His deep voice was quiet. “Not every man who fought at Waterloo or Crécy or Pourrières was a warrior. Being at a battlefield doesn’t mean anything in itself.”
“True. You begin to sound less of an idiot,” Kimberly said. Her hands were busy as she spoke. “There ar
e even men I have known—three or four of them—who could certainly best my husband, but I am not persuaded you are one, with a wrecked shoulder, especially.”

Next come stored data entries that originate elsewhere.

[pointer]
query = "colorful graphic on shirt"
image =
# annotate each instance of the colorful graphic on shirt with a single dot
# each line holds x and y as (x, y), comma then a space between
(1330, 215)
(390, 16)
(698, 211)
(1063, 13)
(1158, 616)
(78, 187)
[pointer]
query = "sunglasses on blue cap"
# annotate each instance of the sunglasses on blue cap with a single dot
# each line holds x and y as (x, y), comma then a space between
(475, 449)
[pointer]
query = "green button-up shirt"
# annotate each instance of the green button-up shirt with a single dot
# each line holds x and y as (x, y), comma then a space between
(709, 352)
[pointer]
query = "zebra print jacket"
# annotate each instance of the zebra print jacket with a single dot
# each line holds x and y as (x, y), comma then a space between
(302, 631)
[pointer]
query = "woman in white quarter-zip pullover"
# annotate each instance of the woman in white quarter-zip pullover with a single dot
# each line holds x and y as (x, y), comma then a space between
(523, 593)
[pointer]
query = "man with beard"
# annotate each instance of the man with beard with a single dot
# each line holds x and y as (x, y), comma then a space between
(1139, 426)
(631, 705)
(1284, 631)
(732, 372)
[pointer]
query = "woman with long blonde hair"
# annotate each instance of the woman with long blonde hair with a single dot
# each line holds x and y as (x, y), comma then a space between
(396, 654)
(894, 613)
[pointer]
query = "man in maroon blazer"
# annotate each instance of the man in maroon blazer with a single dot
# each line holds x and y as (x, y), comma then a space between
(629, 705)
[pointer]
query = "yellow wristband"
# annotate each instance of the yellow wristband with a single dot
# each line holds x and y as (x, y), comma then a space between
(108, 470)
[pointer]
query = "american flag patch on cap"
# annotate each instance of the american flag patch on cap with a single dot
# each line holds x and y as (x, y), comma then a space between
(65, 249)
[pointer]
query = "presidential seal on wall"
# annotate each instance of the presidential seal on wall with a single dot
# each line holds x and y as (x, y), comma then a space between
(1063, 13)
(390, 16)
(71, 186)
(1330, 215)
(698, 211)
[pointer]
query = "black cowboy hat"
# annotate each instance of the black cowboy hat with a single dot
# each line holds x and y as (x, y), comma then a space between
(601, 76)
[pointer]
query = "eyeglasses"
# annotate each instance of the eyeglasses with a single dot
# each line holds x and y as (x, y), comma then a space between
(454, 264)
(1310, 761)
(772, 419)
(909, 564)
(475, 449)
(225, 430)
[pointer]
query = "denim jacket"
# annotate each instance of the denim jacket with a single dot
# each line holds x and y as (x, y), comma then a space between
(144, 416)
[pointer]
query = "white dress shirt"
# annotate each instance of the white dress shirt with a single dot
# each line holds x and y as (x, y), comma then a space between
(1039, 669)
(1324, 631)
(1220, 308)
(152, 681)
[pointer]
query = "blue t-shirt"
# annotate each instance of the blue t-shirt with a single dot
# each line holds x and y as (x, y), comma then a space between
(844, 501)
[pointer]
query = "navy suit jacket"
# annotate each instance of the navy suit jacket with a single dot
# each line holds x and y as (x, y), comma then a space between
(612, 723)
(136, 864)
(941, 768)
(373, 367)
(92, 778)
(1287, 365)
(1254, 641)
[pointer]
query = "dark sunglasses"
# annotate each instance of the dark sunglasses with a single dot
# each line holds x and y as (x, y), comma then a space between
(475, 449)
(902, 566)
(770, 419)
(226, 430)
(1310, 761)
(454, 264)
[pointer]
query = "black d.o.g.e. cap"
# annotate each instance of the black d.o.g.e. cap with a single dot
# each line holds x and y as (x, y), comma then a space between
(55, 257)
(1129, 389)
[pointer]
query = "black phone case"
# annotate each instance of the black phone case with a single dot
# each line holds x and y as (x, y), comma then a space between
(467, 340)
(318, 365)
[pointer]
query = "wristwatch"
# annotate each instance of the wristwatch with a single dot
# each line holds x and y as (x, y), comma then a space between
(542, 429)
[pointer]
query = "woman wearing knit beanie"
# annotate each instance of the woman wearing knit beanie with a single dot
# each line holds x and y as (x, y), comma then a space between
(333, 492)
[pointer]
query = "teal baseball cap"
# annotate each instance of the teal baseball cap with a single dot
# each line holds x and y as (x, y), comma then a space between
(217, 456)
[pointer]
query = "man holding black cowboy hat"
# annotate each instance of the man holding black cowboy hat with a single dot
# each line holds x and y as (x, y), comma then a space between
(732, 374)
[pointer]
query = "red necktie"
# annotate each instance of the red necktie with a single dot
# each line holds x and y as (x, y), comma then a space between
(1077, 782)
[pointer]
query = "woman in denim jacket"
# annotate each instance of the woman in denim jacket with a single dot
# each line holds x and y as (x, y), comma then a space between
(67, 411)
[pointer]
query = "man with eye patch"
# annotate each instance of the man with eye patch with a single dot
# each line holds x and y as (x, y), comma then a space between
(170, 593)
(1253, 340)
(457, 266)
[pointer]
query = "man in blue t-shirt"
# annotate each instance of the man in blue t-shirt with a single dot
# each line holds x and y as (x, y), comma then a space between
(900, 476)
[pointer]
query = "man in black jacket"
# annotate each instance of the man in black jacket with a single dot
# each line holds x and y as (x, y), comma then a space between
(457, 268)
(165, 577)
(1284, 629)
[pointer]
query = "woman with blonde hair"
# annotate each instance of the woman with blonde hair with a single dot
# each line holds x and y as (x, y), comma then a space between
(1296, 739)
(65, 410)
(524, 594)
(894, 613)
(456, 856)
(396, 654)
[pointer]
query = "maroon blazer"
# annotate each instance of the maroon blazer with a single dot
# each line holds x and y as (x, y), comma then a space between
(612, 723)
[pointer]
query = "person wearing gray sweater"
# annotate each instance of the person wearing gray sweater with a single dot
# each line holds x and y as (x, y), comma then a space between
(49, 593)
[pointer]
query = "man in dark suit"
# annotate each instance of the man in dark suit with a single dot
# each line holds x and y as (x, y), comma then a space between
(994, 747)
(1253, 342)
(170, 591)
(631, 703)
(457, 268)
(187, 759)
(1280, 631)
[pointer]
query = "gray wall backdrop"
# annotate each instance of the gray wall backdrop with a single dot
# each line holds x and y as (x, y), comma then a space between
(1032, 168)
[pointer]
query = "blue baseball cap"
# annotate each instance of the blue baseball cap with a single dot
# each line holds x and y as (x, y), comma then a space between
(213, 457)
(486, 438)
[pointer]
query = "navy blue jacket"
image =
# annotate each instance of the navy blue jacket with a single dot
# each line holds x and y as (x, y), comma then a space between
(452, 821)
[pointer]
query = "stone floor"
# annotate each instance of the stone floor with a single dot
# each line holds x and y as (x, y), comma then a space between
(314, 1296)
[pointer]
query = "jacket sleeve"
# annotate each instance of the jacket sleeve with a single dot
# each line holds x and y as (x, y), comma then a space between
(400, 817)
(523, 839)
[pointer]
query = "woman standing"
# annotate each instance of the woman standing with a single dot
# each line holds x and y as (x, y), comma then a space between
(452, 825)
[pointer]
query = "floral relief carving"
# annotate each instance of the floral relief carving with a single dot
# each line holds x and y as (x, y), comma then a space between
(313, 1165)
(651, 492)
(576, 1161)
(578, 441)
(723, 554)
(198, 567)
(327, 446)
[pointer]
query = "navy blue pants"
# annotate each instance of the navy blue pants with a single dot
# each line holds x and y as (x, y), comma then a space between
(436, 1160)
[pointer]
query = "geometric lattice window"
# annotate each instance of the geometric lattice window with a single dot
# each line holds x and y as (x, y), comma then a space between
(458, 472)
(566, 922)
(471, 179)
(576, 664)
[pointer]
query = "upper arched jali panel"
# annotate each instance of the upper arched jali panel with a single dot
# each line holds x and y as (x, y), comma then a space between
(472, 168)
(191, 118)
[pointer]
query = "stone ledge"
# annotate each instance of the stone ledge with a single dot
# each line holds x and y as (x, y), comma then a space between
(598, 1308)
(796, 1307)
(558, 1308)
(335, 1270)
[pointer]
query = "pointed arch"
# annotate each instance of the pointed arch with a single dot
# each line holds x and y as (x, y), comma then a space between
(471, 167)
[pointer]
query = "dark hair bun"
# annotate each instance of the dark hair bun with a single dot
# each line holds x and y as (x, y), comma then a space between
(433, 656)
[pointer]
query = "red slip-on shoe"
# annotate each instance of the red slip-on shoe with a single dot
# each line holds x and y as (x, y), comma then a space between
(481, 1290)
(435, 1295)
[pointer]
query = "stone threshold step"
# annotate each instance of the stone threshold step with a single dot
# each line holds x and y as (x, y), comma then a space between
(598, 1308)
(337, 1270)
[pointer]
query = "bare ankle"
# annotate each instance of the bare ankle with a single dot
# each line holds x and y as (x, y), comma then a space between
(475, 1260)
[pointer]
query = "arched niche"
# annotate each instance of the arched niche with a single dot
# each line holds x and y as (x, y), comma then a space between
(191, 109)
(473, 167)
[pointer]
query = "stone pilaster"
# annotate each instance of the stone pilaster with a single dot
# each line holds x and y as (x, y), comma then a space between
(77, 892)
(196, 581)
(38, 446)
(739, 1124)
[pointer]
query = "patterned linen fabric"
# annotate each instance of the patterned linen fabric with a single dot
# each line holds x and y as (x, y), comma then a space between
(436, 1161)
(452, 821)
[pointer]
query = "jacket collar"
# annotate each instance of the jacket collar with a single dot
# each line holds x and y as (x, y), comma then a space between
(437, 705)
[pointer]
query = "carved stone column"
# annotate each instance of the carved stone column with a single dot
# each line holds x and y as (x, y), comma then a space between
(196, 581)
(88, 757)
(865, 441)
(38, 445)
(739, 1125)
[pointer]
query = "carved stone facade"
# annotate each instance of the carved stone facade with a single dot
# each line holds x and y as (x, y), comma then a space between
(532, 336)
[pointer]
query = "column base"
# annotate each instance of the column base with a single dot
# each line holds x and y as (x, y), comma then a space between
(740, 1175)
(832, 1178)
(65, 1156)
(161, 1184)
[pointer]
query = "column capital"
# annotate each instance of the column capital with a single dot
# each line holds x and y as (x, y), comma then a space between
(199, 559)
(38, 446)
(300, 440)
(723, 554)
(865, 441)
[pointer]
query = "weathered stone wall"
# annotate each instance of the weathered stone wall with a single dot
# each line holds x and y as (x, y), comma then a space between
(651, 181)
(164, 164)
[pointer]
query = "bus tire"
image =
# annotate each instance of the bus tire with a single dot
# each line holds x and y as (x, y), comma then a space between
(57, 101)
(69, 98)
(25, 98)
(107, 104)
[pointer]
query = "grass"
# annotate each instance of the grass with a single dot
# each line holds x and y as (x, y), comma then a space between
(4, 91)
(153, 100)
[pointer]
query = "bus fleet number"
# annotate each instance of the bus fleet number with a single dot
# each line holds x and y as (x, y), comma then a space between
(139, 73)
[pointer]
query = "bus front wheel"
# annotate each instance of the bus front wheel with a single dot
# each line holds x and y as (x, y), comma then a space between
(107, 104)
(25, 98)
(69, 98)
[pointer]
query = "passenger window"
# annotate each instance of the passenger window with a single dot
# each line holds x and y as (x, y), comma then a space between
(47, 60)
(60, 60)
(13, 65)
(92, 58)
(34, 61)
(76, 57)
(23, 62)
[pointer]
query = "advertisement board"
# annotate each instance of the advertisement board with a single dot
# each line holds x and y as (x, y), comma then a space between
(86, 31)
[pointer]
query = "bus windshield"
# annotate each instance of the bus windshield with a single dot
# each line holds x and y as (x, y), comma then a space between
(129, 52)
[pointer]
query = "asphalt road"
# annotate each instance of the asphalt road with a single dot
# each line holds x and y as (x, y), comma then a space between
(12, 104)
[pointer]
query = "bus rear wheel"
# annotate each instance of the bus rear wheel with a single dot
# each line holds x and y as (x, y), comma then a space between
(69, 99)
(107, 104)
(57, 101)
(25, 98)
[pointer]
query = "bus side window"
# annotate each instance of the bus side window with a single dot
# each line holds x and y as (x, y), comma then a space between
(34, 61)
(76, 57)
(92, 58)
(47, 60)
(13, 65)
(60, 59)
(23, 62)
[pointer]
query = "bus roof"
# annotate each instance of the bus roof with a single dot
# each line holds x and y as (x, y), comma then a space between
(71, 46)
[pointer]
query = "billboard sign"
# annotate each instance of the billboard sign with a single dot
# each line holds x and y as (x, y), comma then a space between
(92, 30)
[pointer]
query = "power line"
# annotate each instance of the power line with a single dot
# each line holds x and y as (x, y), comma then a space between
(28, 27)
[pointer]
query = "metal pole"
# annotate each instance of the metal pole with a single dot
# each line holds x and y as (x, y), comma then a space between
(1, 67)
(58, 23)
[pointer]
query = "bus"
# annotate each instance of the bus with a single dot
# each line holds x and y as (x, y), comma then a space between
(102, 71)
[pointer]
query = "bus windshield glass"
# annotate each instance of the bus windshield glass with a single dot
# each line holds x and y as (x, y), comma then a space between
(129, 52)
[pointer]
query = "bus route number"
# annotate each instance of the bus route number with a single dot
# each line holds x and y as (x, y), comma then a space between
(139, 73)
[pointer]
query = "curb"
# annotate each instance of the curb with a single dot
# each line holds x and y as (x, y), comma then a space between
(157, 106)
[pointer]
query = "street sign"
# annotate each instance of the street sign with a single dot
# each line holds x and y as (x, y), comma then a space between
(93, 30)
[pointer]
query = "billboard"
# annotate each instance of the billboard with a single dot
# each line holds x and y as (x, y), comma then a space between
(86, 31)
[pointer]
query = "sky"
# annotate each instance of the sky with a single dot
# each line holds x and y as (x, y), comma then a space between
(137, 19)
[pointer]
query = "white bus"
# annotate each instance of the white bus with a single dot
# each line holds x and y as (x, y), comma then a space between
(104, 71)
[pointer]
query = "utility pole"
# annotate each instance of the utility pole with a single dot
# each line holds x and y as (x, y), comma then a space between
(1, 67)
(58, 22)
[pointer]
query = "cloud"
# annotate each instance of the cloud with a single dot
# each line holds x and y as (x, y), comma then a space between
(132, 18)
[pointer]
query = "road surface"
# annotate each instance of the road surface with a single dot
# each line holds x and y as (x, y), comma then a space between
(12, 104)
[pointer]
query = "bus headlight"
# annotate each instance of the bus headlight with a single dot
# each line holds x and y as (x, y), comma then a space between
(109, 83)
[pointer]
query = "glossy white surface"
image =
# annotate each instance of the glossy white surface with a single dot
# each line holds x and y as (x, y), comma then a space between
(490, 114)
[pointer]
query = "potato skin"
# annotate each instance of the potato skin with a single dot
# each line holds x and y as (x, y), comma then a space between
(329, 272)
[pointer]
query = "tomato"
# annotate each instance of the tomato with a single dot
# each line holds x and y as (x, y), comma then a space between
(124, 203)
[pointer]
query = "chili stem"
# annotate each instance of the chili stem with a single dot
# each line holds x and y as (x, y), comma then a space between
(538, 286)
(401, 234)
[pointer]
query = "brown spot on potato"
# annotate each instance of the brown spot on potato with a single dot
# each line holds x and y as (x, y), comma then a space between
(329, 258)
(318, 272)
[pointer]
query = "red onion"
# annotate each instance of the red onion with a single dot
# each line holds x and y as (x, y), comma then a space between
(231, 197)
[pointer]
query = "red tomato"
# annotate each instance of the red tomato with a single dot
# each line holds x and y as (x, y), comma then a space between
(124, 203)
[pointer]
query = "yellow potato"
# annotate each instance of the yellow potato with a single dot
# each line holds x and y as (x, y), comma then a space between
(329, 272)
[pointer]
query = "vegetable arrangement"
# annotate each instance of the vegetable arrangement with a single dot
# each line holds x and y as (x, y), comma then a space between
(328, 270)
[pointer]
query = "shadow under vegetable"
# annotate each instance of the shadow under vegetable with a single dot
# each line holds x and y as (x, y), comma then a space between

“You make me want to test him, for the joy of it.”
“I know I do. That’s why he’s by the car. This is about Melanie.”
“Melanie is gone,” Cadell said. “You must accept that. It is about Ysabel. Everything always is.”
“No. For you and the other one. Not for the rest of us,” Meghan Marriner said. She handed Kim sterile wipes to begin cleaning the wound again.
“We’re sure he missed the brachial?” Ned’s mother asked.
Her sister nodded. “He couldn’t have moved the arm. There’s no major muscle implicated. This is just an infection risk. The knife was in his boot.”
“You up to date with your tetanus shots?” Meghan said. “Got your immunization record?”
Aunt Kim laughed. Cadell said nothing. Ned watched his aunt’s hands moving quickly, exposing the wound. “I can’t suture out here, obviously, and I still don’t think he needs it.”
“Clean, debride, antibiotics.”
“Yes.”
Cadell remained silent through all of this, sitting very still. Moments passed, the wind blew. It really was cold. Then, softly, the man who’d called them here said, “You have never seen her. You have no way of realizing what this is. What she is. You will say you understand, but you do not. The boy knows.”
The air I breathe is her, or wanting her.
Aunt Kim looked at Cadell. She hesitated, choosing words, it seemed. “Yours,” she said finally, “is not the first love I have known to last for lifetimes. It isn’t even the second. You will forgive me if I value one of us more than your passion.”
Ned blinked. It wasn’t what he’d expected. Cadell took a breath. Then the Celt smiled again. “I begin to wonder if I should pity your husband.”
“He’d say yes, but I don’t think he suffers so much,” Kimberly replied, her hands packing the wound with gauze. She looked into her patient’s eyes again. “And he could give you the same answer I did.”
Ned watched Cadell gaze at his aunt. Then the Celt turned and stared at Meghan, and finally at Ned himself. Aunt Kim wrapped the wound in silence. Ned held his light steady and looked up above it at the tower and the stars.